Hardware simulations focusing on two California sites demonstrated that MARS reduces power loss by up to 50%, boosts AC voltage frequency by 16%, and detects all cyber intrusions. Additionally, the system automatically reconfigures depending on how much energy remains. So when solar panels don’t generate electricity, then MARS relies on battery power to continue operating while keeping the AC and DC transmission systems connected.
MARS also decreased electrical costs by 40% while the team created an algorithm to adjust plant size and energy storage. If the grid gets interrupted, then MARS will jump-start it via the novel inverter, which also maintains grid stability. The team has partnered up with Opal-RT, Hitachi Energy, Southern California Edison, and the Georgia Institute of Technology to demonstrate the components’ grid stability or a smaller design of MARS.
A schematic diagram of IIASA’s proposed Underground Gravity Energy Storage. (Image Credit: IIASA)
Now that the world relies more on renewables to generate electricity, two problems still arise, affordability and energy storage. By 2025, solar expects to eclipse coal with similar costs, so that challenge is already being addressed. To help solve the storage ordeal, the International Institute for Applied Systems Analysis (IIASA) has proposed transforming abandoned mines into large-scale power-distributing gravity batteries called Underground Gravity Energy Storage (UGES). And there are millions of abandoned mines worldwide to take advantage of for this purpose. Many have the essential infrastructure and connect to the grid.
This battery uses excess energy to bring up heavy objects. The weight falls if the system requires additional energy. Afterward, a turbine will spin and transform the kinetic energy into electricity.

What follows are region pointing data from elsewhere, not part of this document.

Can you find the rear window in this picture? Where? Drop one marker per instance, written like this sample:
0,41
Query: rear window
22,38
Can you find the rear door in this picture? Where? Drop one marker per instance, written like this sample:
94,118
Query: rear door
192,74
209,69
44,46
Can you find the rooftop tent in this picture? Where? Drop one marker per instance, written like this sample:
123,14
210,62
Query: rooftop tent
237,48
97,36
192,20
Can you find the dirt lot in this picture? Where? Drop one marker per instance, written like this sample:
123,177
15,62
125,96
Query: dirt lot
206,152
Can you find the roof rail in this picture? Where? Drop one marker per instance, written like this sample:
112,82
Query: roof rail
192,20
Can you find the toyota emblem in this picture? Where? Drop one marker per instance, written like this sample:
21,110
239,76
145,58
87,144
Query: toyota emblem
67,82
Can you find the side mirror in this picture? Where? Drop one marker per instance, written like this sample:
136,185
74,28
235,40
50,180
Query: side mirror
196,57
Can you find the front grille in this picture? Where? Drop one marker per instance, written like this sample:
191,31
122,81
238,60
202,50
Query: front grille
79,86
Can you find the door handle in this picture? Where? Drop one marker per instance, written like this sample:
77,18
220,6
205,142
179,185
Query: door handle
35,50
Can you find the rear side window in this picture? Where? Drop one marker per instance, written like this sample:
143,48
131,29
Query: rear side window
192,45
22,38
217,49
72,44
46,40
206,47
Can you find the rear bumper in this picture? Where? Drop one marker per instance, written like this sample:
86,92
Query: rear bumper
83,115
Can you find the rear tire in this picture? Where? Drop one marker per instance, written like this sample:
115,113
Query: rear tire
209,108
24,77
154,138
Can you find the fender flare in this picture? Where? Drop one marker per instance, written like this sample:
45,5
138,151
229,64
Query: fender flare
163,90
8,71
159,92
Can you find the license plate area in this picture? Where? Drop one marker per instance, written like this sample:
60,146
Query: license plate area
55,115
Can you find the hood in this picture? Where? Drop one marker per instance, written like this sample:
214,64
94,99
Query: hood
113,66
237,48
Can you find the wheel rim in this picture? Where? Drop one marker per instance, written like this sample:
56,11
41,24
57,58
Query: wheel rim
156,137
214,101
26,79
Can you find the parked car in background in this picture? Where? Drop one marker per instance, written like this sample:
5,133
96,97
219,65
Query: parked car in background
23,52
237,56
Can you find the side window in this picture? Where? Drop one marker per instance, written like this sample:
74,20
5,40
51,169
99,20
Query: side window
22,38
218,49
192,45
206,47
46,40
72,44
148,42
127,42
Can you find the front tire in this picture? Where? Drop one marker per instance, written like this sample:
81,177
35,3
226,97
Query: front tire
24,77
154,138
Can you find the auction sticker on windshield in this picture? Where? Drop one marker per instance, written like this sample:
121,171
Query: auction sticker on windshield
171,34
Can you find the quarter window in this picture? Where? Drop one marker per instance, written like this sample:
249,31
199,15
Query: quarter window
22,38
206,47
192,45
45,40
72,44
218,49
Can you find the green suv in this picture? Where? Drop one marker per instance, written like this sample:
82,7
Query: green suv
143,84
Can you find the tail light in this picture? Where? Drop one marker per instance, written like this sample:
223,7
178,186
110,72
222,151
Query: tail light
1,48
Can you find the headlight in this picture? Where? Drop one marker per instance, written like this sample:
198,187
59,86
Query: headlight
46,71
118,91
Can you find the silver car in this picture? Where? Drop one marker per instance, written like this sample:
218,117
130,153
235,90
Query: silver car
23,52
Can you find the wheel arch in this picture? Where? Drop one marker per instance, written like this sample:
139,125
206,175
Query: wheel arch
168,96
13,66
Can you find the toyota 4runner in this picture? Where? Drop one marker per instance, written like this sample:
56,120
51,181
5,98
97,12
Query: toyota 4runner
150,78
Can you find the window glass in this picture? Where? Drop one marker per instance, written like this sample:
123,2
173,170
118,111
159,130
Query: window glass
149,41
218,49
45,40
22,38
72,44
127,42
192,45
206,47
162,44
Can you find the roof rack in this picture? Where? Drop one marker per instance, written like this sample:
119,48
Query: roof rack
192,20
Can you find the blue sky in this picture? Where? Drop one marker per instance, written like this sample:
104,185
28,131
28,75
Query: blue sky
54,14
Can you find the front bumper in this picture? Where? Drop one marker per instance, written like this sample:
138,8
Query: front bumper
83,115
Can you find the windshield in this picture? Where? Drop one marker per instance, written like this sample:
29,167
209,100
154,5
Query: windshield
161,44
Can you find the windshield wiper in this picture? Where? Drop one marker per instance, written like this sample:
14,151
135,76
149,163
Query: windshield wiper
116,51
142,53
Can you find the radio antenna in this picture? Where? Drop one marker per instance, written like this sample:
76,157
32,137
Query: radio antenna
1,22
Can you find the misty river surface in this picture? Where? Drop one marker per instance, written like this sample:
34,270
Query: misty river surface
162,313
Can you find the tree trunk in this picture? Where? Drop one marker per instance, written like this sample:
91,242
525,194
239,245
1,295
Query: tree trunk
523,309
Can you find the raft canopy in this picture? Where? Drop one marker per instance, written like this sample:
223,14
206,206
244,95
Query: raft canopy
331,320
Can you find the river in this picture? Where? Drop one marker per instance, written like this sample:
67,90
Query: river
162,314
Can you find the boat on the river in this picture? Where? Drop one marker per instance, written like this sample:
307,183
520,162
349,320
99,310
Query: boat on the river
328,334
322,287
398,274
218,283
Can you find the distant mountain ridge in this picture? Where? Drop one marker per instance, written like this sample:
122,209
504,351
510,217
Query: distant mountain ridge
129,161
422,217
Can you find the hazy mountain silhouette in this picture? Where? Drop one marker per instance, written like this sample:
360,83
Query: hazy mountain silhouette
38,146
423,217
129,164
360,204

That electricity is then utilized during peak hours. If the grid has excess energy, then some of that energy is used by the gravity battery to lift the load and store the energy for a later time. Any leftover energy gets stored in the weight’s gravitational potential, which means it doesn’t discharge like chemical batteries.
These UGES systems would use elevators already installed in abandoned mine shafts to lift and lower containers filled with sand. Each side of the mine shaft contains electric motors and generators, allowing these elevators to ascend and descend. Regenerative braking generates electricity as they move down, and it consumes some of that power while ascending.
Converting decommissioned mines costs approximately $1-10 per kilowatt-hour with another $2,000 per kilowatt of capacity, according to IIASA’s estimates. The researchers also believe this battery system could produce 7 to 70 terawatt-hours globally. China, India, Russia, and the United States would generate the most since those countries have the most decommissioned mines. The world consumed 25 terawatt-hours in 2021, so this energy potential would be huge.
Taking on this project also provides more benefits. For instance, it would mean reintroducing or preserving jobs that were otherwise lost when the mines closed. Although this concept is still being explored, it poses a promising renewable energy storage solution with huge potential. The researchers still need to look at large-scale feasibility, and the IIASA says it’s cost-effective.